Hepsi sokak çocuklarıydı ama sokak kelimesi bile üstlerine pek uymuyordu. Kentin hiçbir hanesinde olmayan sıcaklık onların yuvasında vardı. Hiçbir abi kardeş dayanışması kan bağı olmayan bu kardeşlerin dayanışmasıyla boy ölçüşemezdi. Hayata ortaktı onlar. Ali doyuramazsa Bayram, onda da yoksa İbrahim doyururdu karınlarını. Ne bir lokma az ne bir lokma fazla yerdi biri diğerinden. Açlığı da paylaşırlardı tokluğu da; Soğuğu paylaşırlardı sıcağı da; Varı da paylaşırlardı yoku da.

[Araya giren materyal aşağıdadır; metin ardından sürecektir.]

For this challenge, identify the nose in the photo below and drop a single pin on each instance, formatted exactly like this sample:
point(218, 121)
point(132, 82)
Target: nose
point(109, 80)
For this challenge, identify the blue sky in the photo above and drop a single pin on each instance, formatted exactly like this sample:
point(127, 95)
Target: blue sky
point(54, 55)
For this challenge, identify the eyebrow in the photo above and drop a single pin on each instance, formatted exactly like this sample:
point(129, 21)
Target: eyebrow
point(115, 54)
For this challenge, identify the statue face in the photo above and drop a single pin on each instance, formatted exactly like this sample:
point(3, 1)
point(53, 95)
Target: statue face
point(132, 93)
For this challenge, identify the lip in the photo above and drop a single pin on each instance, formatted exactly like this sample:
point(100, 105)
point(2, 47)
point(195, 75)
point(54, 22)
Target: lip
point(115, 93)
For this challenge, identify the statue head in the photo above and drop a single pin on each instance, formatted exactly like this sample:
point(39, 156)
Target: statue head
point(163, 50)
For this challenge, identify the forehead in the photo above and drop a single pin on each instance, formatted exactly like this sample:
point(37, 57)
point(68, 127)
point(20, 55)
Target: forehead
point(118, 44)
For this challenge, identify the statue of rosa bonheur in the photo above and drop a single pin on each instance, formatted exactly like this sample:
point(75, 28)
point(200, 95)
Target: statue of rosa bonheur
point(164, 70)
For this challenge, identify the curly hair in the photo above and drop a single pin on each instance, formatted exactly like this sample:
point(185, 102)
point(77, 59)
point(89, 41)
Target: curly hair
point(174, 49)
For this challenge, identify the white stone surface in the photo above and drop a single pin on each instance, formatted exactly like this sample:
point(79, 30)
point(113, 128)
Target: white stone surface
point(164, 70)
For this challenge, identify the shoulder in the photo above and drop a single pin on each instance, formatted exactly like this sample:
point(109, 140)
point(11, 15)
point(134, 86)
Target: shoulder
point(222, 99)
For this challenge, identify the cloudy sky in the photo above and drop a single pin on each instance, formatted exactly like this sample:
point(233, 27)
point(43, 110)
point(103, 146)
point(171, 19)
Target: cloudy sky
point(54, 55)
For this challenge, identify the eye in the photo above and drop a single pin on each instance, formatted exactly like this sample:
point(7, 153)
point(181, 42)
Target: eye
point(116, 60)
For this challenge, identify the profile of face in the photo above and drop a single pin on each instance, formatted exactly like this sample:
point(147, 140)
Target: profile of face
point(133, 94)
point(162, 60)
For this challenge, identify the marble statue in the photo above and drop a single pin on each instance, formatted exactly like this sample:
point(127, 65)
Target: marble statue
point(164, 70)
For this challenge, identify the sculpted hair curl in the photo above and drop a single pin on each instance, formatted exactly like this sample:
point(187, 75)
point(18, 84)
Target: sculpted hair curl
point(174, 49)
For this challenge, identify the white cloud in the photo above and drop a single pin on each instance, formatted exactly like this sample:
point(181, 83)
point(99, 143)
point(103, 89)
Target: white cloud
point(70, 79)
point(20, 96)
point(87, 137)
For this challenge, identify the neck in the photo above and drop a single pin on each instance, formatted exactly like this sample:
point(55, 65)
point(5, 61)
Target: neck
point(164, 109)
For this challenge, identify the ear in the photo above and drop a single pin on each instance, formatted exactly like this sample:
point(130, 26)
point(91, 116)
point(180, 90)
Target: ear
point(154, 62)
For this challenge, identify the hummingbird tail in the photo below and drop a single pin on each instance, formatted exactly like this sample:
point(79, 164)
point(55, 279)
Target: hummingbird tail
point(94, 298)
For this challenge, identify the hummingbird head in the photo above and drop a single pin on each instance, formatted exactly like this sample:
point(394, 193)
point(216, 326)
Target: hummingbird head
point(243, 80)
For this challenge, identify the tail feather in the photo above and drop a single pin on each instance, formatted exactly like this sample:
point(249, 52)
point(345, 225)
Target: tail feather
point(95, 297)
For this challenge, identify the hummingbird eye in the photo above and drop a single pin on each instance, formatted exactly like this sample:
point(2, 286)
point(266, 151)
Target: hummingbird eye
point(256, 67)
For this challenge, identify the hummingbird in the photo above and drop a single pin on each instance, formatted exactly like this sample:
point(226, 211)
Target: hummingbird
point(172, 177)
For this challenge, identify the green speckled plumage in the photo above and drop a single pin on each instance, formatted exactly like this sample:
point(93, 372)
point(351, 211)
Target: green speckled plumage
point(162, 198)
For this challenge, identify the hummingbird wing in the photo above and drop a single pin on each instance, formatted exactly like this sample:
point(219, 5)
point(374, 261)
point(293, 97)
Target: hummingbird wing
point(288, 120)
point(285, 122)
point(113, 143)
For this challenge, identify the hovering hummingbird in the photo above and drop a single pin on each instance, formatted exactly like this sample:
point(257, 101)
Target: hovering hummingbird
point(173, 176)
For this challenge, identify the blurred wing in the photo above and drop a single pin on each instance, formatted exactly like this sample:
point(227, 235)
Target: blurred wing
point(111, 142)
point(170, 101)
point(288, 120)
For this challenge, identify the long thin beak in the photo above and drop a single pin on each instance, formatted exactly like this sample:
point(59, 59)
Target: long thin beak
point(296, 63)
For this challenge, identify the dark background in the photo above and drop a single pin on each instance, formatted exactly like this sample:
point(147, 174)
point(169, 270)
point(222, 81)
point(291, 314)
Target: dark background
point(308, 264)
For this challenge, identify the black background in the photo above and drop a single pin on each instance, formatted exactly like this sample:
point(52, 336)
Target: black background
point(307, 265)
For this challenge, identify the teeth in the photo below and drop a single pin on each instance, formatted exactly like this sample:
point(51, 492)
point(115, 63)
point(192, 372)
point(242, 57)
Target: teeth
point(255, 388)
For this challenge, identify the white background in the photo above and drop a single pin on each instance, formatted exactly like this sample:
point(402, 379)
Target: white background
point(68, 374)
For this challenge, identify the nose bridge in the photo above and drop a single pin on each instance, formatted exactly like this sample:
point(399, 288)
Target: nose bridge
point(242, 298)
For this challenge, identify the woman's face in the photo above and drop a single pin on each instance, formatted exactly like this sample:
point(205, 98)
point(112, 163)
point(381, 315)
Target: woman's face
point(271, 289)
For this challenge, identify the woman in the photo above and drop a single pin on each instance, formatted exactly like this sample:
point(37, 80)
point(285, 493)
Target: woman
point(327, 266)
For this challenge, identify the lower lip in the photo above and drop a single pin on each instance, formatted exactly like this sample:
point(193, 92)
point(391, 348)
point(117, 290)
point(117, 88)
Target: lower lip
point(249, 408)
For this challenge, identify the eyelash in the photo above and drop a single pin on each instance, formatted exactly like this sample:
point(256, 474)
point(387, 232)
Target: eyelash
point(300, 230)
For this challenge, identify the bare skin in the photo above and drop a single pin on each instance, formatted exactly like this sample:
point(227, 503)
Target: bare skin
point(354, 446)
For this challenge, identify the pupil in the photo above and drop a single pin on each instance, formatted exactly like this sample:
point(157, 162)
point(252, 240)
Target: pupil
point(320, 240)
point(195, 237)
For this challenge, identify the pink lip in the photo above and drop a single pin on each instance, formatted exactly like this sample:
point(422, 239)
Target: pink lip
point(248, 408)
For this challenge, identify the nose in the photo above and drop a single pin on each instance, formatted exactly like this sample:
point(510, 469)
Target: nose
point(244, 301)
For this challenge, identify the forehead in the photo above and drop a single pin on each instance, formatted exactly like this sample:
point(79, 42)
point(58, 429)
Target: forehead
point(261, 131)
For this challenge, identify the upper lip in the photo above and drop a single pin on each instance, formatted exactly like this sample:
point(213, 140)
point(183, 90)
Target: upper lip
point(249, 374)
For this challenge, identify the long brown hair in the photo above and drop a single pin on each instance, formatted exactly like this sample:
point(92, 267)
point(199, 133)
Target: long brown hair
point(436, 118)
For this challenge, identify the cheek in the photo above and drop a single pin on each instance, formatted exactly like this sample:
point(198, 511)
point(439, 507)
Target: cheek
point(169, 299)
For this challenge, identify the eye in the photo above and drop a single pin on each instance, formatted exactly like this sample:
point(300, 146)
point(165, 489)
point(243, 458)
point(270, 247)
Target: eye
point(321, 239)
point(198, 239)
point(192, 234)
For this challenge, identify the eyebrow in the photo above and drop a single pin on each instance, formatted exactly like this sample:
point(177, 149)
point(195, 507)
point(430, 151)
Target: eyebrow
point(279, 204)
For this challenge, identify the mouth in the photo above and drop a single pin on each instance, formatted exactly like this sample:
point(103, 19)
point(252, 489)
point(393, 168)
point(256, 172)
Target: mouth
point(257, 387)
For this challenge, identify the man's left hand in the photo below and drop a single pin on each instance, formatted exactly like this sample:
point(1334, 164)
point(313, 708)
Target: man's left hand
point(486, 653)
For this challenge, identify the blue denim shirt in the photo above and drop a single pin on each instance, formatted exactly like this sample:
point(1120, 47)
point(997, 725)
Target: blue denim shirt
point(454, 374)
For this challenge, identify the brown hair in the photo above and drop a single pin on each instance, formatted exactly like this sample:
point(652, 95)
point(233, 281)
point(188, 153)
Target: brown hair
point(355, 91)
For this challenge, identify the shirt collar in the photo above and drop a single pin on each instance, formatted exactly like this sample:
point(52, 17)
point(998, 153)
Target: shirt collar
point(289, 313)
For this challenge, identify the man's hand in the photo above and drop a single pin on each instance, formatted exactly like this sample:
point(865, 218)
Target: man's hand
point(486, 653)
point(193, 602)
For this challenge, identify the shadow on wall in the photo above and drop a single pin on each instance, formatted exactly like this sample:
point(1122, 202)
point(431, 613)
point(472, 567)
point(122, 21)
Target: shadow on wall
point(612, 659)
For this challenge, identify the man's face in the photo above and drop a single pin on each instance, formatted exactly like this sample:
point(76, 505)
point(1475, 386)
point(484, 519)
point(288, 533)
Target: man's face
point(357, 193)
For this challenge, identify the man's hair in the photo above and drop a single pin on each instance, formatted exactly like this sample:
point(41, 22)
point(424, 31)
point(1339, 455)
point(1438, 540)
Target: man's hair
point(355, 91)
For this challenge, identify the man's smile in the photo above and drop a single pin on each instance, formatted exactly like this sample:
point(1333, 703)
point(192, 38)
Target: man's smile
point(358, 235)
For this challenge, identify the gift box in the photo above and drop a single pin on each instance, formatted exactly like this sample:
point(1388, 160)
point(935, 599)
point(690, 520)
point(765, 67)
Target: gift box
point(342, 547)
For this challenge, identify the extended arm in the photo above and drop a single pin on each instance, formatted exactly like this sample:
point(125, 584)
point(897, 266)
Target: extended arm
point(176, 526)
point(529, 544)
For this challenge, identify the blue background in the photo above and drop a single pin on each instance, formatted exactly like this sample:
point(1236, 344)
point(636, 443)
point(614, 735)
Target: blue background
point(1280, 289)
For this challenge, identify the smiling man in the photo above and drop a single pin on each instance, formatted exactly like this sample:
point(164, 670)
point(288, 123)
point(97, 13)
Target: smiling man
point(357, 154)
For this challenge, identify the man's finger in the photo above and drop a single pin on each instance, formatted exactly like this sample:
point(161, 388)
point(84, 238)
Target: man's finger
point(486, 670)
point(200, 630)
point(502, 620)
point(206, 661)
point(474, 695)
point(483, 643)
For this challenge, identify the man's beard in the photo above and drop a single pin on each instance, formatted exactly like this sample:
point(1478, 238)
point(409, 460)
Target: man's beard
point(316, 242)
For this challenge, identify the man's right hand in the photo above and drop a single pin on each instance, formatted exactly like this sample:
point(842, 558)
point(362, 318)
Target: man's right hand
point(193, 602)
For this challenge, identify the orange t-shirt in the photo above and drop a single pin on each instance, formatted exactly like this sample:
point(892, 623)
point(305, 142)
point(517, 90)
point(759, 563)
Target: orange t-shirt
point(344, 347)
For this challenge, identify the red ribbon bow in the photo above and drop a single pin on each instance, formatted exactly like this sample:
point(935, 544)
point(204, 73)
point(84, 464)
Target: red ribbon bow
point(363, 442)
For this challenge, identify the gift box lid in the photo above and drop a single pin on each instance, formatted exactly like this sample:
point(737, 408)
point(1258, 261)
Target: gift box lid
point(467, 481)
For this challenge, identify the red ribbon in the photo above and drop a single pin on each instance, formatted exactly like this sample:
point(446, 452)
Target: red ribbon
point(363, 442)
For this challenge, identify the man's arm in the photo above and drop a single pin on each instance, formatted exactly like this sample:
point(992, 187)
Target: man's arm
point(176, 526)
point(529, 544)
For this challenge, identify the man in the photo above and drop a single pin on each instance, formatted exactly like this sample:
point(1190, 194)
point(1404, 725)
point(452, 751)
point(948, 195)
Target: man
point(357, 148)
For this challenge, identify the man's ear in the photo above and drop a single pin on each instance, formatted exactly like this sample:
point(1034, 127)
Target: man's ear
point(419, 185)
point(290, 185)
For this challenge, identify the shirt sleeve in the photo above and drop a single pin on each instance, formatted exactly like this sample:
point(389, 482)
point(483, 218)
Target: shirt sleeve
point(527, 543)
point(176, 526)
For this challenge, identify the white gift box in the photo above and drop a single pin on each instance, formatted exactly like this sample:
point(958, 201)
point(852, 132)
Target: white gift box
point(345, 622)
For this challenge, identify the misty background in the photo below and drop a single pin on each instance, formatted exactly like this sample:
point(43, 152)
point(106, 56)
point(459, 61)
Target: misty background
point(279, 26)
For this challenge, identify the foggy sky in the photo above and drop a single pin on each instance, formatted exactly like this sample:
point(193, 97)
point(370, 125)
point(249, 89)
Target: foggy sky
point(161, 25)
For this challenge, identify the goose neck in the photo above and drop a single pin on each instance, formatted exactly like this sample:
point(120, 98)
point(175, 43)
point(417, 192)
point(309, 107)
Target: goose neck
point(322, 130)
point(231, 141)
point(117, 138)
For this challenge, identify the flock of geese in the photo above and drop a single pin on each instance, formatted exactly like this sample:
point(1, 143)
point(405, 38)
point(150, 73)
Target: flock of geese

İnsanların hor bakışlarına alışıklarsa da Kibritçi Kız'a zor gelmişti bu. Sonradan o da umarsızlaştı. Hayatın ondan çaldıklarına duyarsız, tanımadan hor gören insanlara karşı duyarsızlaştı. Tanımıyorlardı ki onu. Karnını doyurmaya çalışmak ayıpsa o da onları hakir görmeliydi. Bir dükkândan her kovuluşunda yabancılaşıyordu esir yaşantılara. Kendi yaşantısının kalıbına sıkışmış, kör insanları anlayamıyordu. Ona öcüymüş gibi bakan insanlara nefretle bakar oldu. O çakmak çakmak bakan gözleri anlayışsızlıklarla soldu. Edindiği bir köşede kibrit satmaya koyuldu bir süre sonra. Sabahları erkenden işine giden insanlara ateş pazarlıyordu. Acıyan birkaç kişinin bıraktığı parayla kahvaltı ediyor arttırdıklarıyla da akşam için bir şeyler alıyordu. Sabah 9 10 dedikten sonrada gidip fabrikada yatıyordu. Gece işten çıkanlarla sabah işe gidenlerdi müşterileri. Gecenin kalan saatlerindeyse Şehri geziyordu. Sabah namazına yakın camilere uğruyordu bir de: Ezanda bir camiye namaz çıkışı başka camiye. Birkaç kere camiye girmeyi denediyse de imamdan köteği yiyince bu fikrinden vazgeçti.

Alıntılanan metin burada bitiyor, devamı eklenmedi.